Since mass protests in July 2021 – the largest Cuba had seen in decades, with thousands taking to the streets demanding food, electricity and freedom – demonstrations have continued across the island, often met with arrests and repression.
Cuba’s leadership blames the embargo. Cubans blame the system.
For years, the communist regime’s standard response has been to blame the United States. The American embargo, officials insist, is responsible for every shortage, every blackout, every empty pharmacy shelf.
Páez Díaz argued that most Cubans no longer accept that explanation. “We have all seen that ambulances are missing while police cars and motorcycles are plentiful,” she said. “Every cent this government generated ended up in their pockets.”
Almageur was more direct. “The chicken we are eating comes from the U.S., as does the rice and milk,” he said. “The main cause of the misery we live today is not the embargo – it is bad administration, corruption, the regime’s pressure on the people, low salaries, inflation and the lack of freedom that oppresses Cubans.”
My interviewees are not a random sample of Cubans – they are mostly opposition activists and independent journalists. But their descriptions of daily life were strikingly consistent across different parts of the island.

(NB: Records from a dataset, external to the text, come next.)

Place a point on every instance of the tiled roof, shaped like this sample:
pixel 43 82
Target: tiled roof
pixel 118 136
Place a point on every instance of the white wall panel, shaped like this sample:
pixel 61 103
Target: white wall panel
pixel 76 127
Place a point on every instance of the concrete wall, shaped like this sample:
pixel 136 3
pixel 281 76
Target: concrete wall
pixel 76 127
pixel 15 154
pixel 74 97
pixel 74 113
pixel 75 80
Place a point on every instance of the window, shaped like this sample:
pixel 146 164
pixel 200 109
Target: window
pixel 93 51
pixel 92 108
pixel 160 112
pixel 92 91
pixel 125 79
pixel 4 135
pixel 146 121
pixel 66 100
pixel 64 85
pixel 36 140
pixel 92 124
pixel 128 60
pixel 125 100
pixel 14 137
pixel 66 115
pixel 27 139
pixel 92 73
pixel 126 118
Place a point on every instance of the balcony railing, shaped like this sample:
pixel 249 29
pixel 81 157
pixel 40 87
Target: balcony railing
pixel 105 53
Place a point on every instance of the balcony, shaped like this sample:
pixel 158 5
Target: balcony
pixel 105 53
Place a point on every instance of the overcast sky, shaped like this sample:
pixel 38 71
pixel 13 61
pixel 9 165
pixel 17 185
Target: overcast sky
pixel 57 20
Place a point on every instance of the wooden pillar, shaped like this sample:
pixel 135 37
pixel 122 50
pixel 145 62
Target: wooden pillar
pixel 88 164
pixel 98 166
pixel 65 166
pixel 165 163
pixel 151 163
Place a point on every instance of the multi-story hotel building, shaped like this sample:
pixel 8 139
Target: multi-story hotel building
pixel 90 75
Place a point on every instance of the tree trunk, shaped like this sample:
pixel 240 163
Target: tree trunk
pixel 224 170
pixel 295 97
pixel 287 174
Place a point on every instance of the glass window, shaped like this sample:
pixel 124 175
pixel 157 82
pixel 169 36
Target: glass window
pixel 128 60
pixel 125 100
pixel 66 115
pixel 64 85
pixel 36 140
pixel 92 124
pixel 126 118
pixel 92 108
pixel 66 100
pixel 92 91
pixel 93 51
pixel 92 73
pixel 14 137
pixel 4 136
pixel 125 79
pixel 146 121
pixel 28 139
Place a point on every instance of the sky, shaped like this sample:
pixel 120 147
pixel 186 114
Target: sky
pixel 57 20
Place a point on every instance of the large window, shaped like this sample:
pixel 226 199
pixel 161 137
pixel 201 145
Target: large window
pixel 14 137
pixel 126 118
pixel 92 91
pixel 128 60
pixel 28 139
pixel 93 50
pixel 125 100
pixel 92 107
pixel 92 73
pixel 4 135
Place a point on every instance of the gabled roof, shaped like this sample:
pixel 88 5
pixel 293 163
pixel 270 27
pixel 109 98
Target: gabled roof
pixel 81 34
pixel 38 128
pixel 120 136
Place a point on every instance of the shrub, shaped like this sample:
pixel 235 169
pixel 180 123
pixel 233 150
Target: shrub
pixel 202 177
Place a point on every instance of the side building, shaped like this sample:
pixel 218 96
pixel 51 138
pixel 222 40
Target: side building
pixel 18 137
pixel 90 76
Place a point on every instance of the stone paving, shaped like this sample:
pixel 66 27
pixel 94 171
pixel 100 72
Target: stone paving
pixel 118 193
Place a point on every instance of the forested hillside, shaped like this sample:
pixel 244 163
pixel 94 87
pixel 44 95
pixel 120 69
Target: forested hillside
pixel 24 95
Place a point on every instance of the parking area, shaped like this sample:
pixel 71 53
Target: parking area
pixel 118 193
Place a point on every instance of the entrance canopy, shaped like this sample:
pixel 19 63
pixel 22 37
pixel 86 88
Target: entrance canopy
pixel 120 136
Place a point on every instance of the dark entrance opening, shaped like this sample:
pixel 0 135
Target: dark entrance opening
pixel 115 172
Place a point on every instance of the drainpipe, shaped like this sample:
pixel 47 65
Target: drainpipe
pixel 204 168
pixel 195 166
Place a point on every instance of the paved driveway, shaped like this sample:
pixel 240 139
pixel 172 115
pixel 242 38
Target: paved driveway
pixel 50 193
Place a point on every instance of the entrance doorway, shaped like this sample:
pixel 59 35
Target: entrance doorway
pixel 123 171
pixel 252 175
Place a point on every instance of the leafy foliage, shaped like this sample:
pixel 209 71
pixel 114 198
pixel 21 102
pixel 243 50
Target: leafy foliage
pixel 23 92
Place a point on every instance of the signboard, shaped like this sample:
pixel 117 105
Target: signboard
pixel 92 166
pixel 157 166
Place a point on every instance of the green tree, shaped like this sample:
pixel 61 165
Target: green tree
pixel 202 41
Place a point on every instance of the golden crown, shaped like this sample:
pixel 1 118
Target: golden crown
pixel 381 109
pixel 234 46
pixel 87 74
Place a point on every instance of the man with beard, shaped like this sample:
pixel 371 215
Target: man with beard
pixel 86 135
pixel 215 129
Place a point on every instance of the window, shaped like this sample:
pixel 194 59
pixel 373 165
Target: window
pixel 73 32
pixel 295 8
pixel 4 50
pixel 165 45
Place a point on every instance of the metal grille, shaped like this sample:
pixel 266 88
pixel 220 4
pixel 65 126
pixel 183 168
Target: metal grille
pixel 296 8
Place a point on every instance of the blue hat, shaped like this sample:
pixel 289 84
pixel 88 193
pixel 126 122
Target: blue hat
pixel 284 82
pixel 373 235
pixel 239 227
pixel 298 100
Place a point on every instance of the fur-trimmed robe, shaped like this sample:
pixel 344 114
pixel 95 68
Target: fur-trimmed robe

Several told me that most Cubans now support U.S. intervention. Pedro Luis Hernández estimated that 80% of Cubans support the U.S. pressure campaign against the regime: “We truly believe that our salvation depends very, very greatly on the United States government.”
Not everyone agreed. “Some see Trump as the only one who can do something for Cubans,” said Alberto Hernandez. “Others see him as a demon who ended the hopes of those who wanted to reach the United States.”
In Figueredo’s Havana neighborhood, people regularly approach her and her husband – both known as human rights journalists – with a single question: “When is it happening?”
But politics feels remote compared with the immediate struggle of getting through another day. “The hardest thing is the hours passing without being able to give my daughters food,” she said.
Even her children, Figueredo told me, understand that something fundamental has broken. “My girls, even though they’re teenagers, say to me: ‘Mom, what a diabolical system.’ ”
Daniel Allott is USA TODAY’s conservative opinion editor. He is author of the book “On the Road in Trump’s America.”